The review of responses summarized in the questionnaire Form 3 (Appendix D) data indicates a greater perception of body comfort. Two particular areas where the posterior design KAFO received lower comfort ratings were on the posterior sections of the thigh and the lower leg segments. This may be because of the fact that the system KAFO molded sections apply excessive force on the posterior sections of the leg during sitting at the work place or at home. The anterior design scored higher on thigh, knee, and lower leg comfort, enhancing the body comfort level. The questionnaire results indicate that overall, the anterior design resulted in most favorable ratings.

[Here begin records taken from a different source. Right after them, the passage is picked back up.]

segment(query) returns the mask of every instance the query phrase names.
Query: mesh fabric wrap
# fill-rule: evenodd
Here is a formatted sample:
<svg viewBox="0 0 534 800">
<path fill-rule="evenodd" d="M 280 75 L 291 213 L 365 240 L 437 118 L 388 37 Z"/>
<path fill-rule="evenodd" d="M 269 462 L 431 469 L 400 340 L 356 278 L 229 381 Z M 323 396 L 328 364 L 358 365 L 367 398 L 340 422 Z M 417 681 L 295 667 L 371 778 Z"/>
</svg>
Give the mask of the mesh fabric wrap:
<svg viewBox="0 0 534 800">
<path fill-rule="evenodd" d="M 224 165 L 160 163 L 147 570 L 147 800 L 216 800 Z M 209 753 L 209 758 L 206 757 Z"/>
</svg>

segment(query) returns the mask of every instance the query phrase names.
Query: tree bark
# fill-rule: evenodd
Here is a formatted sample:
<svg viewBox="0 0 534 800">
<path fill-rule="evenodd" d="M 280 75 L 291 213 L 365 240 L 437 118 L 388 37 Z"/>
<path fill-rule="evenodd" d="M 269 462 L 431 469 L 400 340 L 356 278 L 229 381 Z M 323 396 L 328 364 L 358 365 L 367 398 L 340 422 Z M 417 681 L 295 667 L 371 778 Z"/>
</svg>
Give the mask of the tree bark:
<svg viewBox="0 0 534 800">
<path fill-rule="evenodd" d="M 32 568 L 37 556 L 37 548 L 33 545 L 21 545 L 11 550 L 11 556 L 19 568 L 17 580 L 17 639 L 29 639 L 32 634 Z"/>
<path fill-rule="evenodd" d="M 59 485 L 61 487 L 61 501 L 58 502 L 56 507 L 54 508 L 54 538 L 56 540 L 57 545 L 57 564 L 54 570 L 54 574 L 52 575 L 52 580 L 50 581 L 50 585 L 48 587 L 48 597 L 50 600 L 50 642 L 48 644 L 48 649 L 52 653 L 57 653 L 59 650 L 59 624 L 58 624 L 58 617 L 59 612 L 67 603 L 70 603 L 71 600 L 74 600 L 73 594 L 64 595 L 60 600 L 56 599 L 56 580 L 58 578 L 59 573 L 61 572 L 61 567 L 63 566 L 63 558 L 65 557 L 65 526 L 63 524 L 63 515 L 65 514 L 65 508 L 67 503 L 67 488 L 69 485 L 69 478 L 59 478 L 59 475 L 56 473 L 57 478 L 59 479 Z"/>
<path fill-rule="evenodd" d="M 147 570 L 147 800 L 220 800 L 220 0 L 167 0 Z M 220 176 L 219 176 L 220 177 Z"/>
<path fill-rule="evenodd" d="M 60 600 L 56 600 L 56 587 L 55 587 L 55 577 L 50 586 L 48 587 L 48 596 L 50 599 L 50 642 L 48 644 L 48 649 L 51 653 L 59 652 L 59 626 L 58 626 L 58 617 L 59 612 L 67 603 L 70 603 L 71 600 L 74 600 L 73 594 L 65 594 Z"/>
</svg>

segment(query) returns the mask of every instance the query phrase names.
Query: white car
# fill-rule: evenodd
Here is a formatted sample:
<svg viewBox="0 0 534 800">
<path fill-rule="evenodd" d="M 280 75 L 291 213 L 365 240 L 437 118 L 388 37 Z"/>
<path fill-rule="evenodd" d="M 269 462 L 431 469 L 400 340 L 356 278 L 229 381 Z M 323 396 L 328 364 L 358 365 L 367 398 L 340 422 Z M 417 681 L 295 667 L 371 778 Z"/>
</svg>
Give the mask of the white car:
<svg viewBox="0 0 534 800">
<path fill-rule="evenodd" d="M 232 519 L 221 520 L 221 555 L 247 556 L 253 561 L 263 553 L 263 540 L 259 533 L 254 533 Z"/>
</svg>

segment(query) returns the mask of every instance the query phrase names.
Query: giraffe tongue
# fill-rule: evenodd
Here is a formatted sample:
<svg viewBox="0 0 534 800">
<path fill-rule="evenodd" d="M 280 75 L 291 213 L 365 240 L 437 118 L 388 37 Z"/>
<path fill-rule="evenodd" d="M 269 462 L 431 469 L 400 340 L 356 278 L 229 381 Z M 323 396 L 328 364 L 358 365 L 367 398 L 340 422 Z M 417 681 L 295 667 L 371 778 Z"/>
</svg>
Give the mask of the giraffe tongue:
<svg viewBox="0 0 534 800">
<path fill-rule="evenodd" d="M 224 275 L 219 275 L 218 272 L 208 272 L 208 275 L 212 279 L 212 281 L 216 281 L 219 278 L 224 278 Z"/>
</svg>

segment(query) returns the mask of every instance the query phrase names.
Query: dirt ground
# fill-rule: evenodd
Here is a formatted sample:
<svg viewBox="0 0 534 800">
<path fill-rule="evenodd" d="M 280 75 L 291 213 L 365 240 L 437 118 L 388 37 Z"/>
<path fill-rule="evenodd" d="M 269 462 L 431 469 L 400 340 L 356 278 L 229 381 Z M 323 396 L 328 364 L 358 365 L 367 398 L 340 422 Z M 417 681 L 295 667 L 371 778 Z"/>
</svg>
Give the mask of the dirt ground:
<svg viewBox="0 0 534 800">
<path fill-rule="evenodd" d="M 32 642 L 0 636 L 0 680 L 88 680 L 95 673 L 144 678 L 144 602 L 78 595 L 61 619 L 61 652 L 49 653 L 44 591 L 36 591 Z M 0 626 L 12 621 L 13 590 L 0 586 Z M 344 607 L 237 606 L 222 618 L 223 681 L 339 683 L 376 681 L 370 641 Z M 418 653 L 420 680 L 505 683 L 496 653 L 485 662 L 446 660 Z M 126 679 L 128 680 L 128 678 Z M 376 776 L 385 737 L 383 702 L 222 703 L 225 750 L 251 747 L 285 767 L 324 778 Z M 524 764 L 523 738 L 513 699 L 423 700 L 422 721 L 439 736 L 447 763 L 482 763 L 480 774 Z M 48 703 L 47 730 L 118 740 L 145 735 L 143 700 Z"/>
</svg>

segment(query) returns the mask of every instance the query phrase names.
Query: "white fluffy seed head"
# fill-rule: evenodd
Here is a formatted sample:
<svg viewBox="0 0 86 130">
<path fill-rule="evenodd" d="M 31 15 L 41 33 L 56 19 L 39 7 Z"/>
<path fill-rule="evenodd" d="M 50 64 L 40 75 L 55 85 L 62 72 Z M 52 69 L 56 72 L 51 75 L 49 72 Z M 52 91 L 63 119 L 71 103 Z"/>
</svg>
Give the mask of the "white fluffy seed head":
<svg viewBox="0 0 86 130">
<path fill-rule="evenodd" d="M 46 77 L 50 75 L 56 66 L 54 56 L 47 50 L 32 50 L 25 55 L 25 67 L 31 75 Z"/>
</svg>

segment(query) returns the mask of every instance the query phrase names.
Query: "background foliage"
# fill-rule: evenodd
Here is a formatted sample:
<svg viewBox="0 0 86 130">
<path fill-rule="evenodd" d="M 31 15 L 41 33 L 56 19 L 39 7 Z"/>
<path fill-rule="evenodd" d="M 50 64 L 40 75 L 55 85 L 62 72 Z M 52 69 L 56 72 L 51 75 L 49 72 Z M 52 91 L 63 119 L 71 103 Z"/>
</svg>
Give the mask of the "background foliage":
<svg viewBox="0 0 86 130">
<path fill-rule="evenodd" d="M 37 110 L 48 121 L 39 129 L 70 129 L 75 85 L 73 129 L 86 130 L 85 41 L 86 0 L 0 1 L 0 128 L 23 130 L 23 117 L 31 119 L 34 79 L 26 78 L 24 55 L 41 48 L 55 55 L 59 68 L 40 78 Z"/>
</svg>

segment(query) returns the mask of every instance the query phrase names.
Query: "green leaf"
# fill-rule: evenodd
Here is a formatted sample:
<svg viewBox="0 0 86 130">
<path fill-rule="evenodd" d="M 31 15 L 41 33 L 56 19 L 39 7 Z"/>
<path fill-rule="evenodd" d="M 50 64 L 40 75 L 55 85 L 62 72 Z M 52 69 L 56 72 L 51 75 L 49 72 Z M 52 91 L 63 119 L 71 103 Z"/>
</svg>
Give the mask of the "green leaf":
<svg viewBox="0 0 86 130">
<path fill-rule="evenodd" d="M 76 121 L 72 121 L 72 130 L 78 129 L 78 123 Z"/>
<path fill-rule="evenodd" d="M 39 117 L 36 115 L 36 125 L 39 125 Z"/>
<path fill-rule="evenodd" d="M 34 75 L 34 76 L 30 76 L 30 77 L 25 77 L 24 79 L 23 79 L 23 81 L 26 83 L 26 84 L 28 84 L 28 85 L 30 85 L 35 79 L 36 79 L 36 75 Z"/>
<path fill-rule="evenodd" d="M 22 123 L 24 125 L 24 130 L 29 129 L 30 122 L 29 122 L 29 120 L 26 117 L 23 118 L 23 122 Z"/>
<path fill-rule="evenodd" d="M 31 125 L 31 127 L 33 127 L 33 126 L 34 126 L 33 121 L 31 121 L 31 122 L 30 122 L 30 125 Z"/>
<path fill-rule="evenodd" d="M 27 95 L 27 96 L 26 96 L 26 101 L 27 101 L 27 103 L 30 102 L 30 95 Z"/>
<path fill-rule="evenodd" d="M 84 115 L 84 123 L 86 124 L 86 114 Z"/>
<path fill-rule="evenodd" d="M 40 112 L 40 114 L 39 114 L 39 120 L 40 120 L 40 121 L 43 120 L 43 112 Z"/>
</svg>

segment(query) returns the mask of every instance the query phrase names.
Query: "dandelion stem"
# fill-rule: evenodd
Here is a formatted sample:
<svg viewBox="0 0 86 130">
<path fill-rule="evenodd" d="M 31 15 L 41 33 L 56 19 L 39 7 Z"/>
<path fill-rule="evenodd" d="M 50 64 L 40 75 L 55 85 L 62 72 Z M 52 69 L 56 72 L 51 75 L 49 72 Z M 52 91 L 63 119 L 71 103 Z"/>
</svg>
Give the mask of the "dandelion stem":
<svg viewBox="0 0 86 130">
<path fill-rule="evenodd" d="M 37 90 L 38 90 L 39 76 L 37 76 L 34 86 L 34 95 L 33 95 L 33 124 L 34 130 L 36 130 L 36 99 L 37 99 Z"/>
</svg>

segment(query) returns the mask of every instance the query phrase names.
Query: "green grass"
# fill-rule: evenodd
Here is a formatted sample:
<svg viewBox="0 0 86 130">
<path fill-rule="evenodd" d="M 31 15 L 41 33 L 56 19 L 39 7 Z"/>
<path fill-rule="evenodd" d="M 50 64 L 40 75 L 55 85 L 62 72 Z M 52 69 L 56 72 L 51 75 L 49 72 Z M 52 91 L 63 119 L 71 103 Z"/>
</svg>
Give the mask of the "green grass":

The results of this study can be used to improve the designs of knee-ankle-foot orthoses by considering the negative and positive aspects of the orthoses. It is suggested that the area needing the most attention may concern patient feelings relating to performance, satisfaction, and well being. As the age of polio patients increases, the problems associated with pain, fatigue, loss of muscle strength, and ligament laxity of the lower extremity are also expected to increase. The percentage of time wearing an orthosis may increase considerably and this increase in time would make ergonomic factors more important, especially body comfort, satisfaction, and performance. The data from the study present a considerable amount of information that suggests positive feelings concerning design changes to enhance the satisfaction, performance, and well being of KAFO wearers.

Conclusion

The results of this study indicate that changes in the design of a knee-ankle-foot orthosis can significantly improve the performance, satisfaction, and well being of patients with lower-extremity musculoskeletal dysfunction. Subjects showed improved overall ergonomic function at home and work environment with the anterior design. Although the subjects used both the anterior and the posterior designs full-time, the anterior design was rated higher in satisfaction and body comfort. The data reported in this study and the results of the investigation were considered and the overall opinion of the investigator is that the anterior design KAFO was the better design tested from an ergonomic perspective. The study also suggests that positive design changes can enhance the performance, satisfaction, and well being of patients using knee-ankle-foot orthosis.

Acknowledgements

This study was completed while the author was a graduate student at the University of Connecticut, Storrs, CT. The author is very grateful to Dr. Priscilla Douglas, PhD for her help and support. The author also gratefully acknowledges the contributions of Mark Taylor, MLS, CPO and the O&P practitioners and technicians at the University of Michigan O&P Center, Ann Arbor, MI.


References:

  1. Inman VT. Conservation of energy in ambulation. Bull Prosthet Res. 1968;10-9:26.
  2. Lehneis HR. Bioengineering research and development of LE orthotic devices. Final report, Project 23-P-55029/2-03. New York: NYU Medical Center; 1992.
  3. Kaufman RK, et al. Energy efficient KAFO: A case study. J Prosthet Orthot. 1996;8:79-85.
  4. Daniels L, Williams M, Worthingham C. Muscle Testing: Techniques of Manual Examination. Philadelphia: W.B Saunders; 1968.
  5. National Academy of Sciences Subcommittee on Evaluation, Committee on Prosthetics Research and Development. Clinical Evaluation of a Comprehensive Approach to Below Knee Orthotics. Washington, DC: National Academy of Sciences; 1972.
  6. Sauter SL, et al. Work posture, work station, design and musculoskeletal discomfort in a VDT data entry task. Hum Factors. 1991;33:151-167.